Re: mixed-sign arithmetic and auto

From:

Walter Bright <walter@digitalmars-nospamm.com>

Newsgroups:

comp.lang.c++.moderated

Date:

Tue, 15 Jan 2008 07:52:30 CST

Message-ID:

<-92dnbFuPZ_oixHanZ2dnUVZ_r2nnZ2d@comcast.com>

Jerry Coffin wrote:

Yes, it would. It's entirely possible and indeed quite practical and
reasonable to write C and C++ code that works perfectly fine depending
only upon what C and C++ guarantee for char (for one example). The fact
that under some circumstances char might be 16, 32 or even 64 bits
doesn't bother the code a bit. Even code that is written to depend on 8-
bit chars is usually quite easy to convert to remove that dependency.

Except when you're doing the (very common) practice of using char types
to do byte manipulation. Or if you're trying to deal with Unicode encodings.

D goes the opposite route: by guaranteeing that char will always be 8
bits, it (tacitly?) encourages people to write their code to depend on
that fact.
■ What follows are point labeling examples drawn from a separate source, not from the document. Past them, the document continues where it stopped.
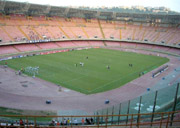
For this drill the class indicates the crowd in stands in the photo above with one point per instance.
(34, 30)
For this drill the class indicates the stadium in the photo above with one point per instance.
(74, 67)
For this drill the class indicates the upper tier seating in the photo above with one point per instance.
(19, 28)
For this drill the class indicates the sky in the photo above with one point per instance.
(174, 5)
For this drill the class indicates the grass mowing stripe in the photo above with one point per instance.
(144, 69)
(60, 68)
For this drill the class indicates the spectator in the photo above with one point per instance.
(58, 124)
(21, 122)
(82, 121)
(68, 121)
(92, 121)
(75, 122)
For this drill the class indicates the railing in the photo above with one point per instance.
(164, 119)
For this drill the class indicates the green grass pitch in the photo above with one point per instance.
(93, 77)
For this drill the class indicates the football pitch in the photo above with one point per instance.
(92, 76)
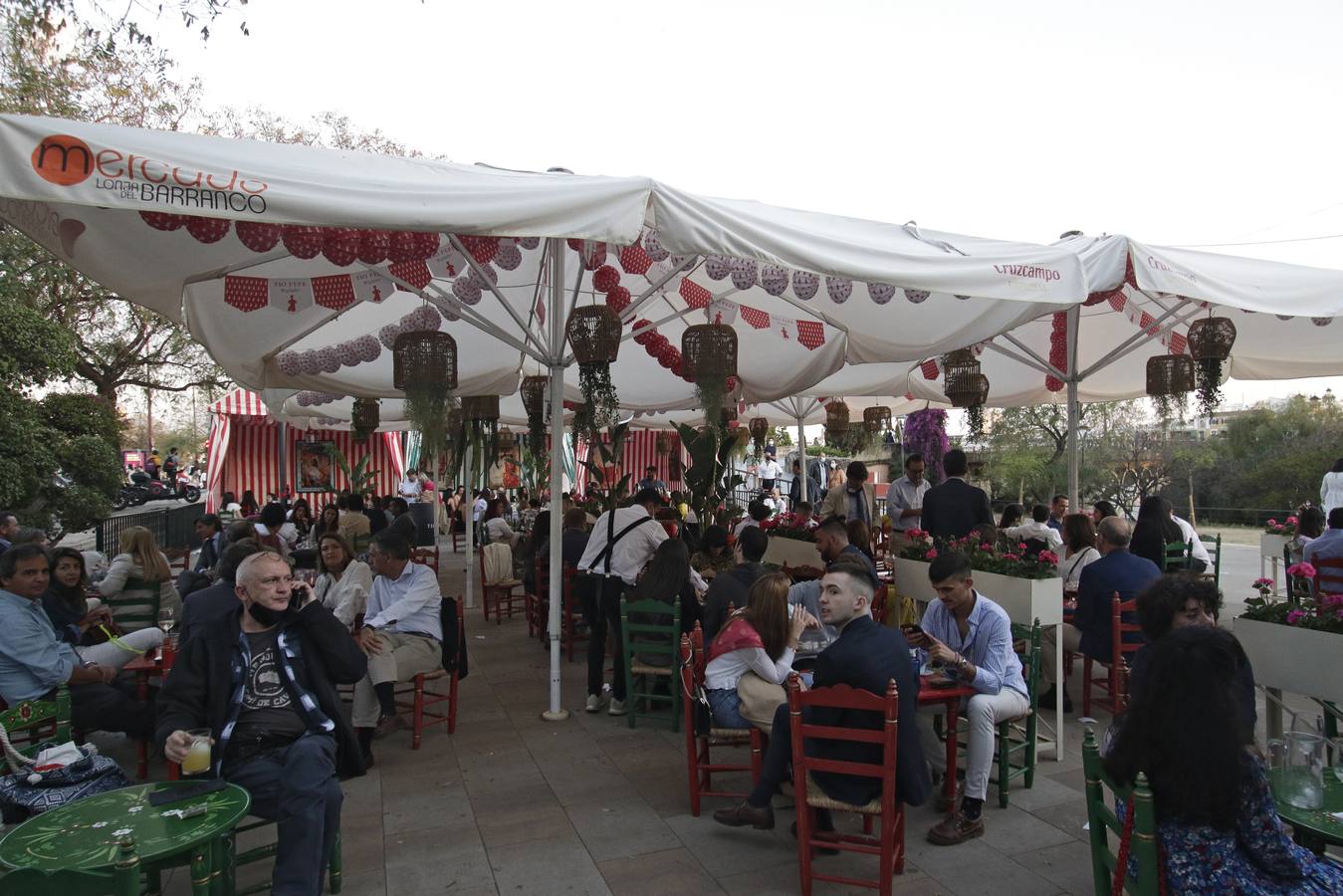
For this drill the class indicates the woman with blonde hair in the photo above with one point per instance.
(342, 581)
(138, 583)
(762, 638)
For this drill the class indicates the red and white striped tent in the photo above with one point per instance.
(243, 452)
(641, 452)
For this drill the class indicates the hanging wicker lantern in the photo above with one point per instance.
(1212, 338)
(481, 407)
(422, 357)
(593, 334)
(709, 352)
(1170, 375)
(534, 394)
(876, 418)
(961, 377)
(364, 416)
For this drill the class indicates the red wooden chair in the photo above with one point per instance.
(429, 557)
(889, 842)
(420, 700)
(1115, 683)
(503, 594)
(700, 734)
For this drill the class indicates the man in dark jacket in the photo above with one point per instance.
(734, 584)
(264, 681)
(200, 608)
(954, 507)
(866, 656)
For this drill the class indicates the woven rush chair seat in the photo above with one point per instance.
(816, 798)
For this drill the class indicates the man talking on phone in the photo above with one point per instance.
(264, 681)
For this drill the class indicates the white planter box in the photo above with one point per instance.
(1293, 660)
(1023, 599)
(793, 554)
(1270, 546)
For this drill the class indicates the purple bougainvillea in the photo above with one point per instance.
(926, 433)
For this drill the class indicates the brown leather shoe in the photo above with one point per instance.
(957, 829)
(745, 814)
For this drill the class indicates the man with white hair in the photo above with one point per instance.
(264, 681)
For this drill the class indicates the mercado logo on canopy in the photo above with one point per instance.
(69, 161)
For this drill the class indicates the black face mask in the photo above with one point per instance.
(268, 617)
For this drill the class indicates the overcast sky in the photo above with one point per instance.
(1174, 122)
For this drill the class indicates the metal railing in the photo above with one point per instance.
(173, 527)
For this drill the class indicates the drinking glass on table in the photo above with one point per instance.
(197, 755)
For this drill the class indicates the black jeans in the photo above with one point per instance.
(602, 608)
(296, 786)
(99, 707)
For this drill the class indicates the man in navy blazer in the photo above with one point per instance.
(954, 507)
(1116, 569)
(866, 656)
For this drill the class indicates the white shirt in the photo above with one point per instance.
(407, 603)
(1188, 533)
(727, 670)
(1070, 568)
(631, 553)
(1037, 531)
(904, 495)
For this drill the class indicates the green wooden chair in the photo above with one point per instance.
(34, 722)
(137, 604)
(651, 646)
(1177, 555)
(1103, 822)
(1015, 757)
(121, 880)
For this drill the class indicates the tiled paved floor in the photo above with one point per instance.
(516, 804)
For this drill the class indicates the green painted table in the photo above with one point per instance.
(85, 834)
(1313, 827)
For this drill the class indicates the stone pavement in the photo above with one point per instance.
(516, 804)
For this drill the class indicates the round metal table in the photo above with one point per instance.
(1315, 827)
(87, 834)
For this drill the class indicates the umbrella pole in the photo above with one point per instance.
(802, 461)
(557, 580)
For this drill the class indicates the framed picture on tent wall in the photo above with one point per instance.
(316, 470)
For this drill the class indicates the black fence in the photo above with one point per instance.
(173, 527)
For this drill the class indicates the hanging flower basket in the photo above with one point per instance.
(484, 408)
(424, 357)
(364, 416)
(876, 418)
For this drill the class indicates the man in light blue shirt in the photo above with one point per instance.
(402, 635)
(970, 637)
(34, 662)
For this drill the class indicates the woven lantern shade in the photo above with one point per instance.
(709, 350)
(1170, 375)
(362, 416)
(481, 407)
(876, 418)
(1212, 338)
(423, 357)
(593, 334)
(534, 394)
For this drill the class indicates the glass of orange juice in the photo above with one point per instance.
(197, 755)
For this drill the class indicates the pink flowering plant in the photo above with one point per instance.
(1315, 611)
(1015, 561)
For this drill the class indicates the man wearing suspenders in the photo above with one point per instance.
(618, 549)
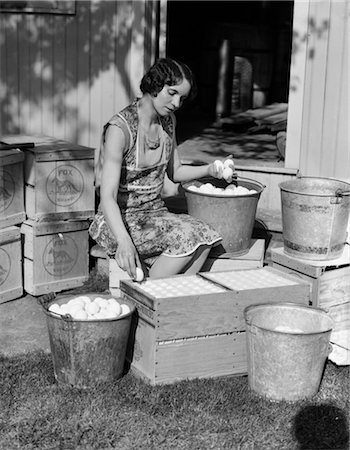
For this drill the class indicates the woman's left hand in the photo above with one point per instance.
(222, 169)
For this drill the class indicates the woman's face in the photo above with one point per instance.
(170, 98)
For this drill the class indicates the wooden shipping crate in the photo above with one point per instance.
(56, 255)
(253, 259)
(11, 282)
(193, 326)
(330, 290)
(59, 179)
(11, 188)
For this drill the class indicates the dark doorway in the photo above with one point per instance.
(259, 34)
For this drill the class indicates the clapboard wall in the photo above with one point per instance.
(66, 75)
(318, 106)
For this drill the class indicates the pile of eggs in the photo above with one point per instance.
(85, 308)
(231, 190)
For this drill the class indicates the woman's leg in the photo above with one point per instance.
(166, 266)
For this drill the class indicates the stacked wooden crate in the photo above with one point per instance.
(12, 214)
(192, 326)
(59, 201)
(330, 290)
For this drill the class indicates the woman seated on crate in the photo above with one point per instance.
(138, 148)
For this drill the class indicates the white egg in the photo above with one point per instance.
(139, 274)
(229, 163)
(92, 308)
(64, 309)
(125, 309)
(76, 301)
(227, 174)
(110, 314)
(115, 307)
(101, 302)
(55, 308)
(218, 167)
(80, 315)
(85, 299)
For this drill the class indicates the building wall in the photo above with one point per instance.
(317, 133)
(65, 76)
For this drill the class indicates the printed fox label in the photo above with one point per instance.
(60, 256)
(64, 185)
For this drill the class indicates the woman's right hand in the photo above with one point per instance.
(127, 257)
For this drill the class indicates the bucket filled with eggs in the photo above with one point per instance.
(229, 207)
(89, 335)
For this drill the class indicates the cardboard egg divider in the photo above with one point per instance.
(192, 326)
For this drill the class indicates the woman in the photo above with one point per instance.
(138, 148)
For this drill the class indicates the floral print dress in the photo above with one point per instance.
(153, 229)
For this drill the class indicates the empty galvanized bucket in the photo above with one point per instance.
(287, 346)
(233, 217)
(87, 352)
(315, 214)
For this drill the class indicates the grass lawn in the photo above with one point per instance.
(218, 413)
(222, 413)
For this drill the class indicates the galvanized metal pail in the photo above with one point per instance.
(87, 352)
(287, 346)
(315, 214)
(233, 217)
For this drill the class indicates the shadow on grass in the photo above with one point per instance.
(321, 427)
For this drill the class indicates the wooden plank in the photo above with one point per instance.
(141, 350)
(333, 93)
(95, 120)
(83, 71)
(71, 119)
(47, 106)
(297, 83)
(59, 83)
(207, 357)
(11, 286)
(54, 262)
(316, 72)
(11, 191)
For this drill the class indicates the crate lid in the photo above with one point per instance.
(9, 234)
(241, 280)
(63, 226)
(47, 148)
(11, 156)
(308, 267)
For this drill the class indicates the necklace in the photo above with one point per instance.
(152, 139)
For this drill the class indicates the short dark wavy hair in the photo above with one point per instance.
(167, 71)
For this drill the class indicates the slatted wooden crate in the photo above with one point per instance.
(11, 282)
(11, 188)
(56, 255)
(330, 290)
(193, 326)
(225, 261)
(253, 259)
(59, 179)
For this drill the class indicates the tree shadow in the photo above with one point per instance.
(320, 427)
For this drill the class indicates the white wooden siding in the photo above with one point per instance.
(318, 119)
(65, 76)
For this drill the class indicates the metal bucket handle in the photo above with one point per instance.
(45, 300)
(262, 186)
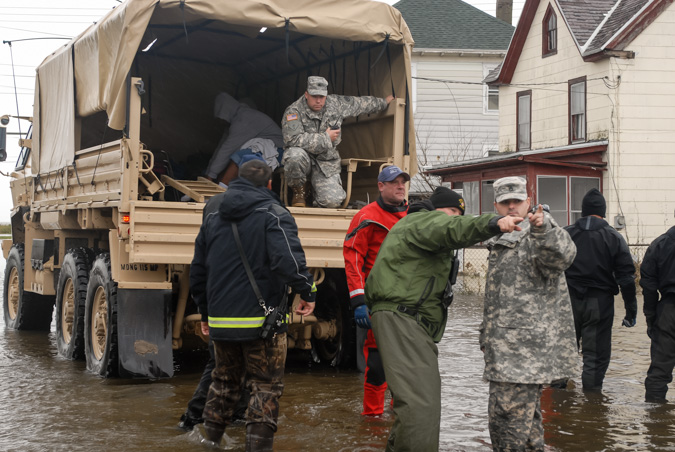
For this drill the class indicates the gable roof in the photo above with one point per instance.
(453, 24)
(600, 28)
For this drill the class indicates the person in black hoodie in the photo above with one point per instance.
(657, 276)
(231, 312)
(603, 265)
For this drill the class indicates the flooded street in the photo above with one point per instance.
(48, 403)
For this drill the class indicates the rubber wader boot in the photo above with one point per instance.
(259, 438)
(299, 197)
(213, 433)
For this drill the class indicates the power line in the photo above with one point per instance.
(36, 32)
(48, 21)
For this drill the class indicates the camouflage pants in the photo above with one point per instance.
(514, 413)
(298, 166)
(261, 364)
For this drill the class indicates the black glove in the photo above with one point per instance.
(357, 301)
(650, 325)
(362, 317)
(629, 321)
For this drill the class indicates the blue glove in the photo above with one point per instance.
(362, 316)
(629, 322)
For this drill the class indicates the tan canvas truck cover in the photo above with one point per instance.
(124, 126)
(89, 74)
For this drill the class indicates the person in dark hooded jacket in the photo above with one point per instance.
(231, 313)
(603, 264)
(249, 129)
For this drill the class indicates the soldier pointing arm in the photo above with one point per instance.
(311, 129)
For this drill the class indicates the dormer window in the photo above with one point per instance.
(549, 34)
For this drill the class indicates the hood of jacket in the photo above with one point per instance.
(226, 107)
(242, 198)
(590, 223)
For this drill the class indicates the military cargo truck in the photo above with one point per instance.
(108, 193)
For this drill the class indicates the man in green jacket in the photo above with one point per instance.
(404, 293)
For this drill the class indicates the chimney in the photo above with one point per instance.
(505, 10)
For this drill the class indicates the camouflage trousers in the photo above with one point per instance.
(260, 363)
(514, 417)
(327, 190)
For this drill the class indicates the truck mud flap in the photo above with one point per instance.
(144, 333)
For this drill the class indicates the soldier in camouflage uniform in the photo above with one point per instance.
(527, 334)
(311, 130)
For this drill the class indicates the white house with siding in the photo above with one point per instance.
(456, 46)
(584, 77)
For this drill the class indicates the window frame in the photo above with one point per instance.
(566, 191)
(571, 129)
(547, 51)
(486, 91)
(529, 138)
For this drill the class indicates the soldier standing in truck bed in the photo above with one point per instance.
(311, 130)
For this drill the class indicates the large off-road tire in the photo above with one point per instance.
(71, 295)
(100, 319)
(23, 310)
(333, 303)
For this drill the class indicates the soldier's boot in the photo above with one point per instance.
(299, 196)
(259, 438)
(213, 433)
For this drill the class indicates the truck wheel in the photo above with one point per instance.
(338, 351)
(100, 315)
(71, 295)
(23, 310)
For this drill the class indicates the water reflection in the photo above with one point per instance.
(48, 403)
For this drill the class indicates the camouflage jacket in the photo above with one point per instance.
(304, 128)
(527, 333)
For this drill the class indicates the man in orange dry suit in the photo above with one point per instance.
(365, 236)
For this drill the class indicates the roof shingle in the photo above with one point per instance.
(453, 24)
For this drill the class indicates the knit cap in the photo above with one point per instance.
(444, 197)
(593, 204)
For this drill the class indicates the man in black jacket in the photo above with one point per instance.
(657, 274)
(603, 262)
(231, 312)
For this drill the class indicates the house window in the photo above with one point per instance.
(490, 149)
(523, 112)
(552, 190)
(487, 204)
(579, 186)
(577, 110)
(549, 33)
(471, 197)
(490, 93)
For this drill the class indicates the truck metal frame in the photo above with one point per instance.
(99, 240)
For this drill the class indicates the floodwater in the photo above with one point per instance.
(48, 403)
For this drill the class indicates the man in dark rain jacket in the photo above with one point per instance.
(230, 310)
(404, 292)
(603, 264)
(657, 275)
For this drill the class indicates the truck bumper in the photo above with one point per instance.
(144, 333)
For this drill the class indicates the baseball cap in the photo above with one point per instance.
(249, 157)
(512, 187)
(392, 172)
(317, 86)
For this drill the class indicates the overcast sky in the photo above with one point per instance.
(40, 21)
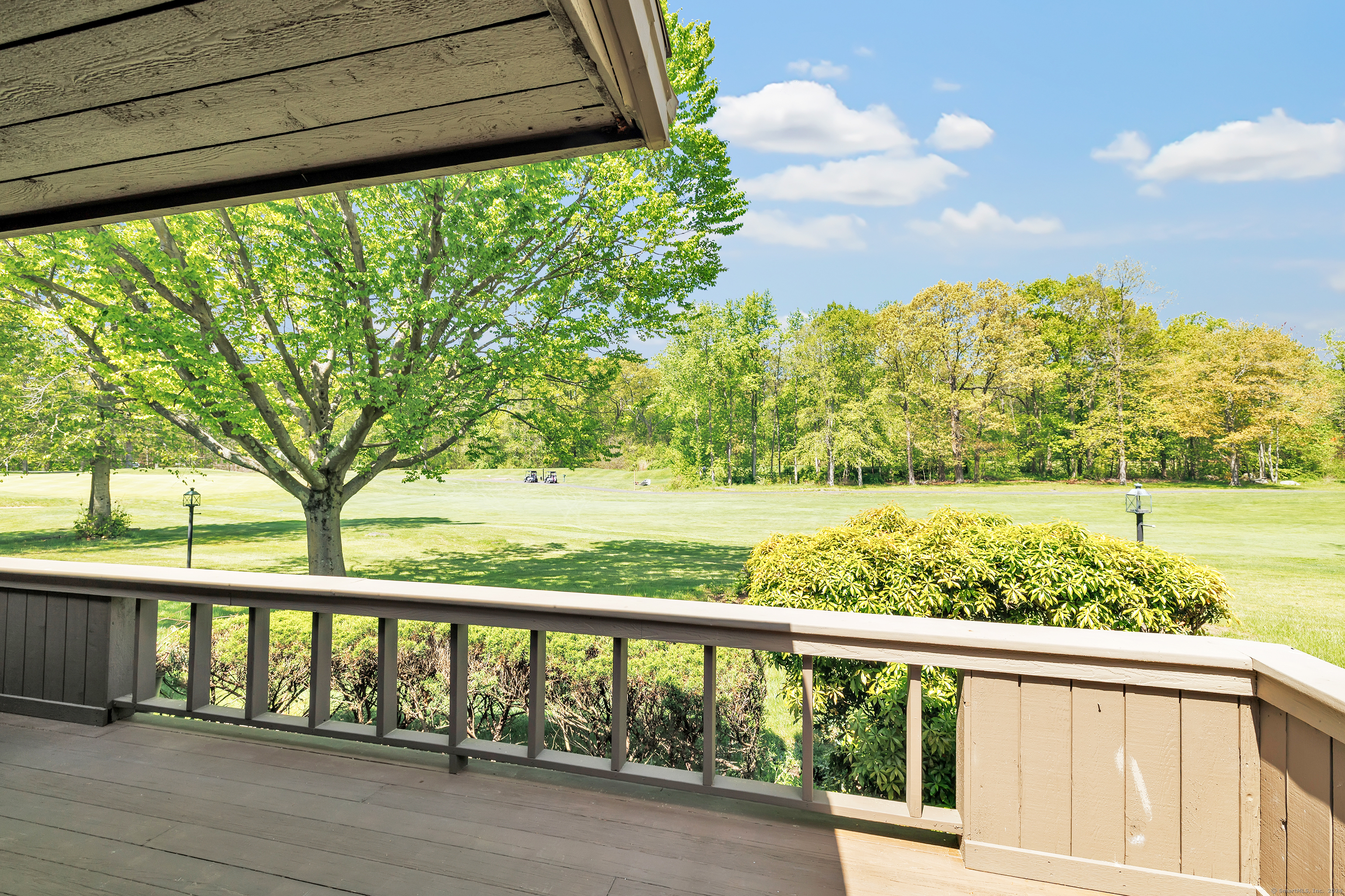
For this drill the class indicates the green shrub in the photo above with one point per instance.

It's a bit difficult to guess at how easy it is to write D
code that won't break with other sizes of char, since there's apparently
no way to test such code right now.

If you were worried about that, you could:
   typedef char mychar; // 8 bit chars
or:
   typedef wchar mychar; // 16 bit chars
or:
   typedef dchar mychar; // 32 bit chars

I suspect that this is an even better solution for those programming
such machines, because they won't be under the delusion that code that
has never been tested under such conditions would have been "portably"
written with some wrong notion of portability.

I think this is a delusion. People who normally work with such machines
are unlikely to be deluded about the amount of code that's really
portable.

I agree that people who are used to porting between machines A and B
will have long since figured out how to write code that is portable from
A to B. My point was for people who had no experience with such ports
attempting to write code that is portable.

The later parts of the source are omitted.